I always suggest doing a capacity test down to what you would normally use for maximum discharge amount when you get new batteries so you have a baseline for the future and then check again periodically or if you start to question the capacity in use. When I did our first check I did not take them to 105v full capacity rared point. I put in the rated capacity and discharged 80% to 20% SOC and let the batteries rest there without load for a day and then compared voltage to Lifeline voltage specs for that SOC to see if it was the same as they said it should be. My voltage was actually higher than they said so we probably had a bit over rated capacity which is not surprising. I didn't use the tested capacity, and just left it at rated, and it later tests over 5 years time we still check with higher voltage than the Lifeline chart says so they are holding up very well. We do take good care of them though.

 

[GallenH]

Thanks, booster. I'll try the test out when RV is out of storage next. And I'm guessing that if discharging to 80% revealed a lower voltage than LifeLine specs, that would mean that your battery was not 100AH but less, correct? And from that voltage reading you could approximate/calculate the true AH in the battery (at least fairly close). Then you'd reset the monitor AH rating of the battery.

 

[booster]

Thanks, booster. I'll try the test out when RV is out of storage next. And I'm guessing that if discharging to 80% revealed a lower voltage than LifeLine specs, that would mean that your battery was not 100AH but less, correct? And from that voltage reading you could approximate/calculate the true AH in the battery (at least fairly close). Then you'd reset the monitor AH rating of the battery.
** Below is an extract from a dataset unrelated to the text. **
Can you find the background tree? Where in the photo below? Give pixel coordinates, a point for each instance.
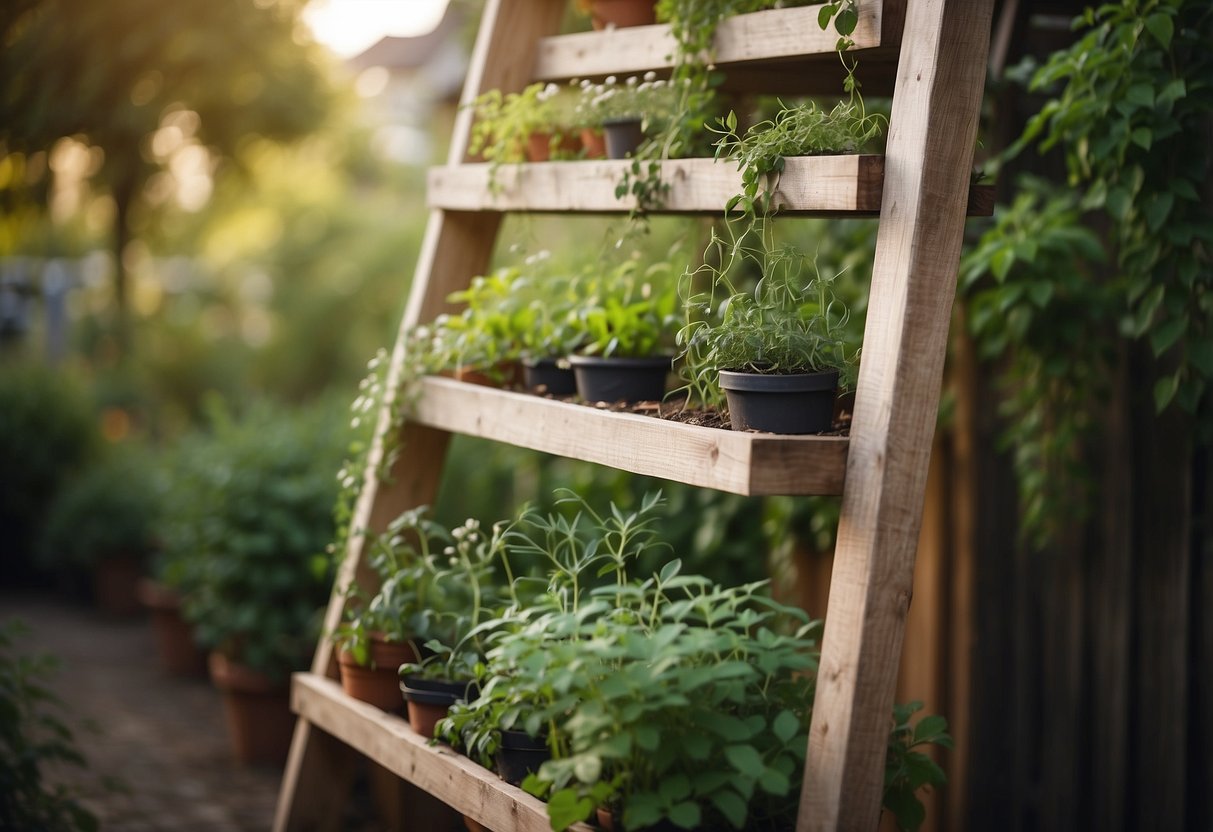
(137, 80)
In our case it isn't 100ah as I tested the whole 440ah bank together but yes the voltage below what they saw would indicate under 440ah of capacity. I would probably just take 20ah or so off the capacity setting and run it again to see what I got. We have a lot of extra capacity as exact accuracy has not much to do with running out of power issues, but it would be good to know when they are starting to head downhill.